Ford uses 3D printed parts in working prototype vehicles
About ten years ago Ford 3D printed about 4,000 prototype constituents for its vehicles. Nowadays just one of its five3D prototyping centers produces more than 20,000 parts yearly.
There are two reasons for 3D printing boom among vehicle constituents: first, consumer 3D printers are getting more and more popular and the fresh revenue that is used to improve industrial processes has been installed. Second, manufacturers that operate the equipment and produce prototype parts can do their job in a few hours and not weeks as it was with the traditional process.
A lot of money is spent by companies like Stratasys and 3D systems. Their aim is to make machines betters as well as materials and also making the process faster, which will result in reducing costs. The Ford Motor Co. is nowadays totally dependent on 3D printing and relies on the technology to invent new parts of vehicles. Without 3D printers it would be impossible for them to produce the components of cars in time. So the benefit of 3D printing is not only in saving money (as many people think), but also in saving time, which is so important when we speak about prototypes.
Before 3D printers appeared it took weeks to produce necessary parts. After that it had to be modified and then delivered to a machine shop. Nowadays special software is used to draw parts, then they’re sent to 3D printers that turn them out in hours. If there’s a need for further alterations, they’re made on CAD drawing and the reprinted once again. Ford’s 3D printers come in different sizes starting from a small fridge and up to the sizes of a truck. The prices start from $250,000. Although for most consumers 3D printers might sound new and unfamiliar, Ford has been effectively using it for about 30 years.
Nowadays Ford uses a great majority of the 3D printing techniques, among which are selective laser sintering (SLS), stereo lithography (SLA), binder jet printing and others. Ford has 5 3D printing centers, of which 3 are situated in the US and two in Europe. At its Dearborn Heights, Mich. facility, 14 different industrial 3D printers produce about 20,000 parts a year.

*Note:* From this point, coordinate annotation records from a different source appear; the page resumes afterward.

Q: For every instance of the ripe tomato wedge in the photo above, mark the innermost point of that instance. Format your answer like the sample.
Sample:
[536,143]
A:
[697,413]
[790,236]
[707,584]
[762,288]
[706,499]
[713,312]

A single procedure on a 3D printer can produce up to hundreds of parts. In the laser-sintering lab, for example, several printers do rapid prototyping parts melting together thousands of fine silica layers. As a result, they get amorphous block of powdered silica. They are then cleaned and brushed. Binder jet printers reprocess bins with more than 100 molds which are then filled with melted metal to create metal prototypes. Such a binder jet may take from a week up to a month, depending on the size and the amount of job and the deadline.
Researchers are trying to improve quality as well. Engineers need to optimize their time. There’s a deadline for them, but it’s more important to make sure that the job is done right.